I know that X[0] is a 5, X[1] is a 0, X[2] is a 4:

In [None]:
print "y[0] =", y[0]
print "y[1] =", y[1]
print "y[2] =", y[2]

Let's check if the classifier we built above works for these 3 examples:

In [None]:
sgd_clf.predict([X[0]]) # X[0] is a 5

In [None]:
sgd_clf.predict([X[1]]) # X[1] is a 0, so NOT a 5

In [None]:
sgd_clf.predict([X[2]]) # X[2] is a 4, so NOT a 5

OK, it works!

So, how accurate is this model?

# **Practice C5**: Compute the accuracy

We opted for a train-test split, so most rapid is to ask for the score in this way:

In [None]:
sgd_clf.score(X_test, y_test_5)

Actually, k-fold cross-validation would be similar or better - and would also allow you to get insight on its variance. Let's try it out.

Use `cross_val_score()` function in sklearn to evaluate your SGDClassifier model using k-fold cross-validation, with k=3, i.e. make k trainings: split the training set into k folds, train and make predictions and evaluate them on each fold using a model trained on the remaining folds.

In [None]:
y_5 = (y == 5)
y_5.shape

In [None]:
from sklearn.model_selection import cross_val_score
cross_val_score(sgd_clf, X, y_5, cv=3, scoring="accuracy")

# this trigger the training of cv=3 models, so it might take a while to complete!

*Really?! Such a high accuracy at first attempt?! Are you sure this is reliable?*

# **Practice C6**: Confusion matrix: looking for a better performance metrics

In [None]:
from sklearn.model_selection import cross_val_predict

y_pred = cross_val_predict(sgd_clf, X, y_5, cv=3)

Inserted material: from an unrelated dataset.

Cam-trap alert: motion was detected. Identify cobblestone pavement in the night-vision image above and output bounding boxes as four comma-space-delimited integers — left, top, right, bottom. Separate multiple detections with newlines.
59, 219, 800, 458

# this trigger the training of cv=3 models, so it might take a while to complete!

In [None]:
type(y_pred)

In [None]:
y_pred.shape

In [None]:
y_pred

In [None]:
from sklearn.metrics import confusion_matrix

confusion_matrix(y_5, y_pred)

Other possible metrics are **precision** and **recall**, and often also the **F1** score:

In [None]:
from sklearn.metrics import precision_score
precision_score(y_5, y_pred)

In [None]:
from sklearn.metrics import recall_score
recall_score(y_5, y_pred)

In [None]:
from sklearn.metrics import f1_score
f1_score(y_5, y_pred)

In [None]:
#create an array with, de-facto, the class probabilities
y_scores = cross_val_predict(sgd_clf, X, y_5, cv=3,
                             method="decision_function")

In [None]:
y_scores

In [None]:
y_5

In [None]:
from sklearn.metrics import roc_curve
fpr, tpr, thresholds = roc_curve(y_5, y_scores)

In [None]:
def plot_roc_curve(fpr, tpr, label=None):
    plt.plot(fpr, tpr, linewidth=2, label=label)
    plt.plot([0, 1], [0, 1], 'k--') # dashed diagonal
    plt.axis([0, 1, 0, 1])                                    
    plt.xlabel('False Positive Rate (Fall-Out)', fontsize=16) 
    plt.ylabel('True Positive Rate (Recall)', fontsize=16)    
    plt.grid(True)                                            
    
plt.figure(figsize=(8, 6))                         
plot_roc_curve(fpr, tpr)
plt.show()

In [None]:
from sklearn.metrics import roc_auc_score
roc_auc_score(y_5, y_scores)

The AUC score should result as roughly 96-97%, when comparing your work with others'. It is a good result!